Under the amendments, the FCA has amended the word ‘or’ to ‘and’ in ESG 4.1.19R(2)(a) to clarify that where distributors are using the terms set out in ESG 4.3.2R(2) in either the name of a recognised scheme or a financial promotion relating to the scheme, they need to comply with both ESG 4.1.19R(2)(a) ‘and’ ESG 4.1.19R(2)(b). This means that distributors that distribute recognised schemes to retail clients must in relation to the relevant digital medium for the distributor’s business:

  1. Display the notice at ESG 4.1.19R(1) in a prominent place on the specific webpage or page on a mobile application or other digital medium at which the recognised scheme is offered; and
  2. Include a hyperlink to the relevant webpage of the FCA website which sets out for retail clients further information in relation to the sustainability labelling and disclosure requirements under ESG 4 and ESG 5.

Feeder Funds

The FCA have made amendments to ESG 4.3.7R(3) to add the words ‘where it is not using a sustainability label’ so that it clarifies that a manager that is undertaking sustainability in-scope business in relation to a sustainability product that is a feeder fund, where it intends to use the terms in ESG 4.3.2R(2) in the product’s name, must ensure that the manager complies with the requirements of ESG 4.3.5R(3) where they are not using a sustainability label.

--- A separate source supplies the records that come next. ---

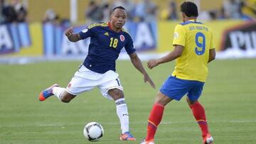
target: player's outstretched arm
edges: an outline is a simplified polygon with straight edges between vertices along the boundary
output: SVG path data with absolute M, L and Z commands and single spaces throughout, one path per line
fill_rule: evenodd
M 74 34 L 73 28 L 69 28 L 65 31 L 65 35 L 68 37 L 68 40 L 71 42 L 77 42 L 81 40 L 78 33 Z
M 215 50 L 215 48 L 210 49 L 209 51 L 209 60 L 208 63 L 213 60 L 214 60 L 215 57 L 216 56 L 216 52 Z
M 159 59 L 149 60 L 149 62 L 147 62 L 147 66 L 149 69 L 152 69 L 153 67 L 156 67 L 159 64 L 174 60 L 181 56 L 183 49 L 183 46 L 176 45 L 174 46 L 174 50 L 166 56 L 164 56 Z
M 142 62 L 140 60 L 140 59 L 139 58 L 138 55 L 137 55 L 136 52 L 133 52 L 130 55 L 129 55 L 129 56 L 130 57 L 132 63 L 133 64 L 133 65 L 137 68 L 137 70 L 138 70 L 140 72 L 142 72 L 144 75 L 144 82 L 148 82 L 151 87 L 154 89 L 156 88 L 155 84 L 154 84 L 152 79 L 150 78 L 150 77 L 149 76 L 149 74 L 146 73 L 145 69 L 144 68 L 143 65 L 142 65 Z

Alignment with the SDR and TCFD reporting timeline

The TCFD rules require reports to be published by 30 June each year, and the FCA amendments to the SDR will require the first report to be published 16 months after a label is first used or the naming and marketing rules for sustainability terms set out in ESG 4.3.2R(2) apply. Managers can choose to start using labels at any time after 31 July 2024 and must comply with the FCA naming and marketing rules by 2 April 2025 and the reports must cover a 12-month period. The FCA are therefore not able to specify a deadline for the first year of SDR reporting as it will depend on when the label or terms are first used. However, under ESG 5.4.3R(3) firms will be able to choose to amend their publication date for subsequent SDR product-level reports if they would prefer to align with the TCFD, or any other reporting deadline. Firms must simply ensure there is no period of time which is not covered e.g., by issuing an interim report if necessary.

The changes are effective from 28 February 2025.